Magali Cirillo | 1 mars 2006
Magali Cirillo | 1 mars 2006

Ces derniers temps, un genre se faisait plutôt rare dans le cinéma français : le polar. On ne parle pas de thriller façon Les Rivières pourpres , mais bien de polars « à la française » comme les faisait si bien Jean-Pierre Melville. C'est pourquoi, l'arrivée sur nos écrans de ce Printemps à Paris est une vraie bonne nouvelle. D'ailleurs, pour beaucoup l'inspiration « melvinienne » de Jacques Bral crève les yeux, même si celui-ci s'en défend… et s'il est loin d'en atteindre le talent.
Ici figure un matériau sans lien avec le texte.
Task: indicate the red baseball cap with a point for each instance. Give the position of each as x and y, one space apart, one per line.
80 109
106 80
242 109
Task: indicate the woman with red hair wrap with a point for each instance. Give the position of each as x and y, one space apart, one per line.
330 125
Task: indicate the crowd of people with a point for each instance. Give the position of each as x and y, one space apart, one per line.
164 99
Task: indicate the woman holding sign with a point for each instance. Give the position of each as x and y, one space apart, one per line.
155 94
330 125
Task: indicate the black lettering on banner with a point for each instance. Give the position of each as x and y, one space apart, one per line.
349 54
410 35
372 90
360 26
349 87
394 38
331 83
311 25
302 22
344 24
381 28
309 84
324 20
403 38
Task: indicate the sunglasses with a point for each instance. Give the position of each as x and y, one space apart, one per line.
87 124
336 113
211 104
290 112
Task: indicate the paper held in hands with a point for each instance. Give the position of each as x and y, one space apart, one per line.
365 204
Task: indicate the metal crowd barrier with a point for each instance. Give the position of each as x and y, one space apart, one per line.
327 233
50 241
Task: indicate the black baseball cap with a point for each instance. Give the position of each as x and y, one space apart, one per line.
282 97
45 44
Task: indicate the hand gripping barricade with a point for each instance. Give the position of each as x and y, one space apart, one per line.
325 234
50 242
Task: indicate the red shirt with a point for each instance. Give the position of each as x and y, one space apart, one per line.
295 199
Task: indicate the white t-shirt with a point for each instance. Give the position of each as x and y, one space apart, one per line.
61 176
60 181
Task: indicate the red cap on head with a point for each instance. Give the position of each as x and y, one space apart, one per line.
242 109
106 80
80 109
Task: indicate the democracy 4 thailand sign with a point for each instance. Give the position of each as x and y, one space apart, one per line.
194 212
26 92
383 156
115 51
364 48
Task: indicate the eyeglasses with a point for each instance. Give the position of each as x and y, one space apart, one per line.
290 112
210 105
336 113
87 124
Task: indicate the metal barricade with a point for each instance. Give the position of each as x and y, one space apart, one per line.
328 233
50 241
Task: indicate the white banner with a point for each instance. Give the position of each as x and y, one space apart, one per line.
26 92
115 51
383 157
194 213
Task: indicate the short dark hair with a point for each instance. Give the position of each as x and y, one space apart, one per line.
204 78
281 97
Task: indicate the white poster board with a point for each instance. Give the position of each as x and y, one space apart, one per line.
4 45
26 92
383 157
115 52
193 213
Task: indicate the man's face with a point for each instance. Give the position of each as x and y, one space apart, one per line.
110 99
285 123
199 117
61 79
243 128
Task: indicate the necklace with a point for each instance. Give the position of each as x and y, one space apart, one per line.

Un printemps à Paris est donc un film « à l'ancienne » et ce, à tous les niveaux. Le scénario, tout d'abord reprend les thèmes très cinégéniques du vol de bijoux et de vente de diamants, d'amitié entre deux hommes, et de trahison. Les personnages eux-mêmes ont une allure très façon sixties. Eddy Mitchell incarne un voleur volage, fatigué de cinq années passées au trou après un coup foireux organisé par son complice Pierrot (Sagamore Stévenin), jeune gentleman cambrioleur, qui, lorsqu'il dérobe une femme lui fait porter des fleurs. Stévenin possède la classe de Delon (ou presque), avec ce quelque chose d'inquiétant, de dur, de diablement sexy. Les femmes, bien sûr, ne peuvent pas lui résister. Et quelles femmes ! Talons hauts, bas noirs, chevelures ondulantes, les personnages féminins de ce film sont de vraies femmes fatales, l'envoûtante Pascale Arbillot en tête.

Malgré son charme suranné, le film n'est pas exempt de défauts : un début un peu lent, une mise en place laborieuse, des scènes un peu « clichés », une musique jazzy trop soignée, parfois agaçante, sans oublier une photo façon policier du jeudi soir sur TF1... De quoi assombrir sérieusement le ciel de ce Printemps à Paris.